Uzman Klinik Psikolog Rabia YAVUZ – 01 Haziran 2024
Dijital çağda bilgiyle, üretim ya da hizmet almakla ilişkimiz bu kadar değişmişken gönül meselelerimizin de bundan nasiplenmiş olmasını beklememiz çok normal. Sanal dünyada iletişim kurmak oldukça az maliyetli ve çok az çaba gerektiriyor. Oldukça ekonomik, düşünsenize artık emojiler bile bizim yerimize konuşuyor. Üstelik bu uygulamaların çoğu da ücretsiz.
Dijital ortamda ilişkiler için harcadığımız zaman ve maliyet azalırken ilişkilerimizin kapsam alanı da kontrol edilemez oranda genişledi. Çok fazla bağlantımız var ama bağlarımız da bir o kadar zayıf görünüyor. Üstelik bu bağlantılar sona erse de dijital izler olarak kayıtlı arşivlerde yerlerini de alıyor. Her gün yenisi çıkan bu uygulamalarda sonu gelmeyen profiller arasında gönül dünyamızı açacak birini arıyoruz. Belki içinde kalmakta zorlandığımız yalnızlık hissini bir parça azaltmayı umuyoruz, belki de hayatımızın aşkını arıyoruz. Bu kadar seçenek arasında ise “o kişiyi” bulmak samanlıkta iğne aramaya benziyor. Lakin uygulamalar bir yandan da belki hayatımızın aşkının bir tık ötede olduğunu bize sürekli reklamlarla hatırlatırken yalnızlığımızın içinde kalmak git gide zorlaşıyor.
Bu durum sadece dijital çağa özgü de değil. Blaise Pascal, “Bütün insanlığın mutsuzluğunun kaynağı yalnızca tek bir şeyde yatmaktadır ki bu, insanın bir odada kendi kendine sakin bir şekilde oturmayı becerememesidir” diyerek bu durumun ne kadar kadim bir mesele olduğunu da bize hatırlatmakta.
Hal böyleyken sosyal medyanın “Artık yalnız değilsin” çağrılarına direnmek hiç kolay olmuyor. İlişkimizden hoşnut değilsek ya da sadece bize iyi gelebilecek bir ilişkinin özlemini duyuyorsak elimizdeki cihazlar bizi birçok yabancıyla tanıştırmak için sırada bekliyor.
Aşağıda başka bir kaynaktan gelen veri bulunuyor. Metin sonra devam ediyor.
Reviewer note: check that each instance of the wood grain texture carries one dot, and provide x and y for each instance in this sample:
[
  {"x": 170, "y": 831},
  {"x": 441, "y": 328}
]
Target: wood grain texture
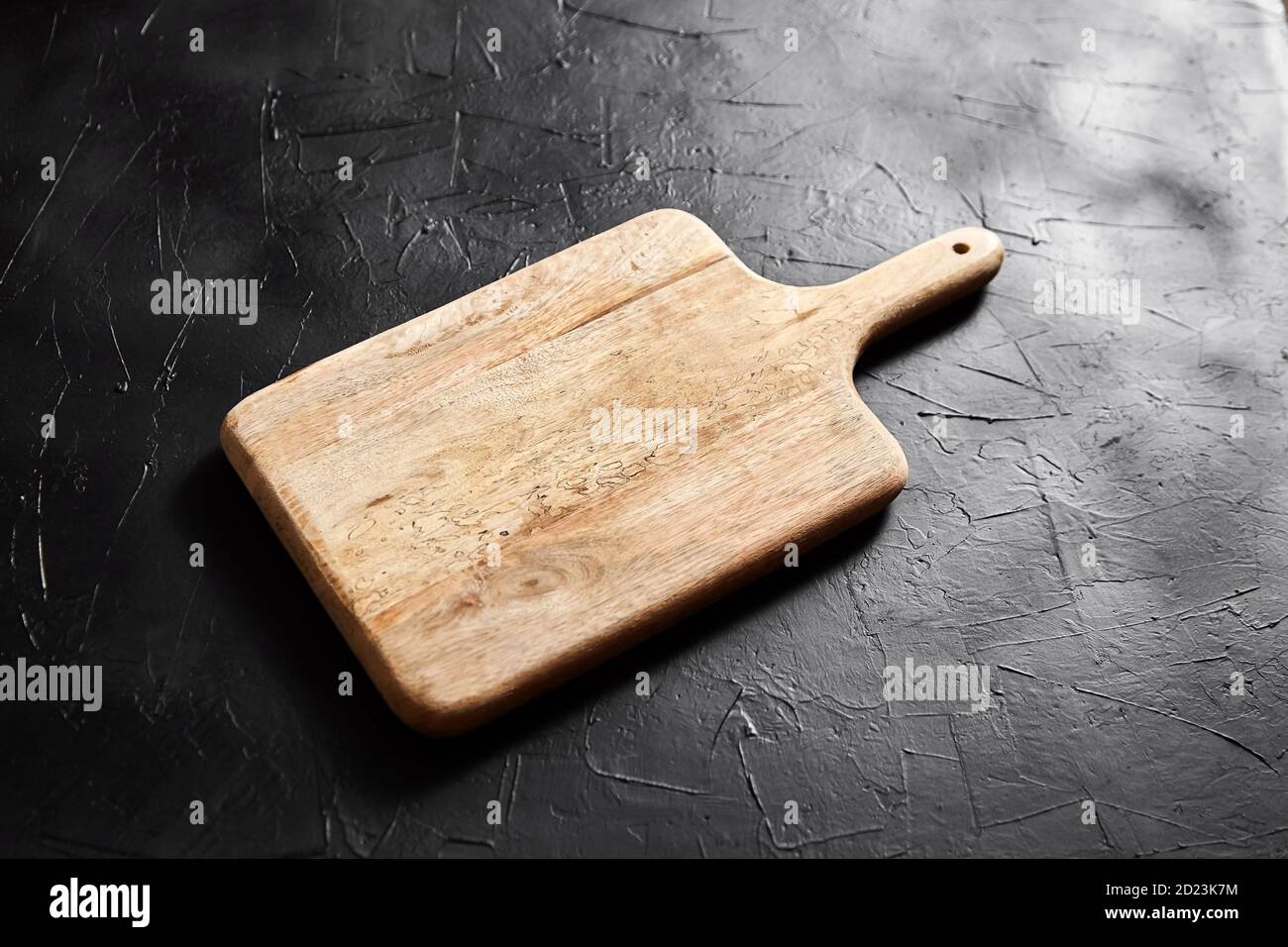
[{"x": 445, "y": 488}]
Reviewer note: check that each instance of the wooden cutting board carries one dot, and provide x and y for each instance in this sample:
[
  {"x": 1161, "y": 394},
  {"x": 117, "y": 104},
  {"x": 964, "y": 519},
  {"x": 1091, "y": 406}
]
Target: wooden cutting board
[{"x": 500, "y": 493}]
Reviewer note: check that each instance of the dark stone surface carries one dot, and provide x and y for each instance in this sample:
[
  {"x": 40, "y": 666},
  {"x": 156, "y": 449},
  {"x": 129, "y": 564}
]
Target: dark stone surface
[{"x": 1112, "y": 684}]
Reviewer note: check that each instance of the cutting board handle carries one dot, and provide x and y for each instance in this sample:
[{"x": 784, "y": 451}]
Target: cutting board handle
[{"x": 915, "y": 282}]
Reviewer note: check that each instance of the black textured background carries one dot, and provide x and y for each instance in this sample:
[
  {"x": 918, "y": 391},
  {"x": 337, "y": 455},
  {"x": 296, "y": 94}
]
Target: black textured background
[{"x": 1111, "y": 684}]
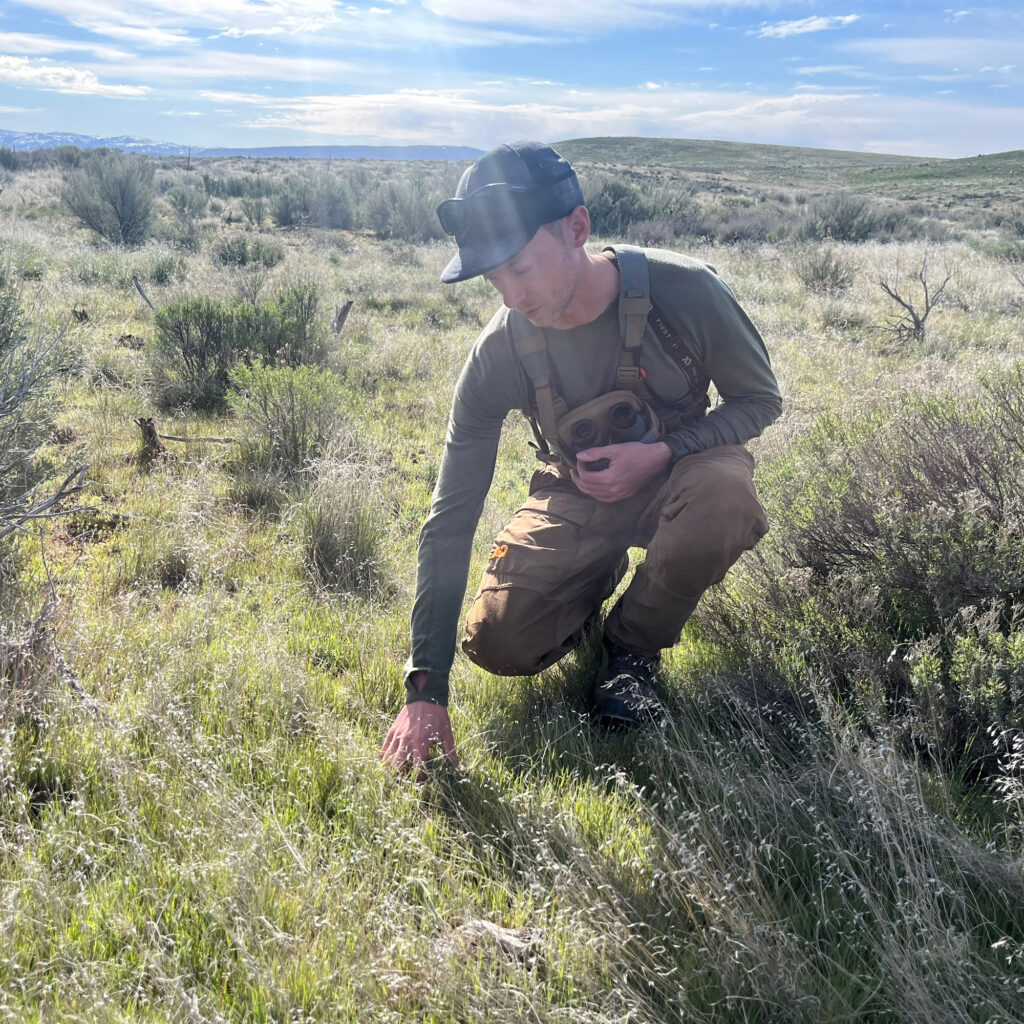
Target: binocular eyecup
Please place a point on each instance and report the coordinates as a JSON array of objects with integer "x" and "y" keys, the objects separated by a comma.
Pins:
[{"x": 625, "y": 424}]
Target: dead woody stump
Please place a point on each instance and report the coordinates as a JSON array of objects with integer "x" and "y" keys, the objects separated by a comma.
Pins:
[
  {"x": 32, "y": 664},
  {"x": 153, "y": 439},
  {"x": 153, "y": 446}
]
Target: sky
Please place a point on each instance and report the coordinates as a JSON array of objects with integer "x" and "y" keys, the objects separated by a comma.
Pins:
[{"x": 901, "y": 77}]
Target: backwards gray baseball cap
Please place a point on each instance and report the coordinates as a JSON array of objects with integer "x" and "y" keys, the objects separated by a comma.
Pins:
[{"x": 501, "y": 202}]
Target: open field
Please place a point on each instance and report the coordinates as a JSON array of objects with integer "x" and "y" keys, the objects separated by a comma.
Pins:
[{"x": 193, "y": 822}]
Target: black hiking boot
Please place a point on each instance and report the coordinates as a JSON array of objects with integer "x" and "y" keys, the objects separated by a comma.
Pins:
[{"x": 626, "y": 688}]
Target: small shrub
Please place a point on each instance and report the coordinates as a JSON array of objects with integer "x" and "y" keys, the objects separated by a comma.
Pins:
[
  {"x": 254, "y": 208},
  {"x": 113, "y": 195},
  {"x": 322, "y": 201},
  {"x": 195, "y": 341},
  {"x": 345, "y": 535},
  {"x": 291, "y": 414},
  {"x": 850, "y": 218},
  {"x": 165, "y": 269},
  {"x": 824, "y": 271},
  {"x": 187, "y": 204},
  {"x": 402, "y": 210},
  {"x": 615, "y": 205},
  {"x": 238, "y": 250},
  {"x": 893, "y": 578},
  {"x": 297, "y": 334}
]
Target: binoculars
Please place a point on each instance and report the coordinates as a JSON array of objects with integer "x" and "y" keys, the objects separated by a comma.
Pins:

Üstelik bu programları anonim olarak kullanmanın dayanılmaz hafifliği de işin içine karışınca sadece kısa bir süre ilgi görmek için bile olsa ödediğimiz maliyet gözümüze pek de büyük görünmüyor. Bedava peynir sadece fare kapanında olur, sözünü de hatırlayarak bu kadar kolaylaştırılan ilişki seçeneklerinin orta yerinde neden eskisinden daha yalnız hissettiğimizi tekrar düşünmeyi denesek mi?
Bolca seçeneğe sahip olmak kulağa hoş geliyor olabilir ilk seferde. Lakin BarrySchwartz’ın Bolluk Paradoksu kitabında dile getirdiği gibi, çok fazla seçenekle karşılaştığımızda aynı oranda karar vermemiz de güçleşiyor. Tatmin olmamız zorlaşırken karşımızdaki kişinin de aynı bizim gibi sınırsız seçenekleri olduğunu biliyor olmamız kaygılarımızı kullanılan her dijital platform için ayrı ayrı tetikliyor. Bir anda kendimizi mevcut birçok sosyal medya uygulamasında birilerini gizlice takip ederken bulabiliyoruz. Kaygılar tetiklenirken güven hissimiz sürekli zedeleniyor. Kendi biricikliğimize güvenimiz ise mevcut seçeneklerle orantılı olarak kaybolurken karşımızdaki insana güvenmek de saflık olarak görülüyor.
Bu paradokstan çıkmanın yolu basit ama zor. İlişki kurmak bağlılık ister, bunun anlamı ise diğer tüm seçeneklerden vaz geçebilmemiz demektir. Seçim yapabilmek belirsizliklerin verdiği ıstırabın ilacıdır.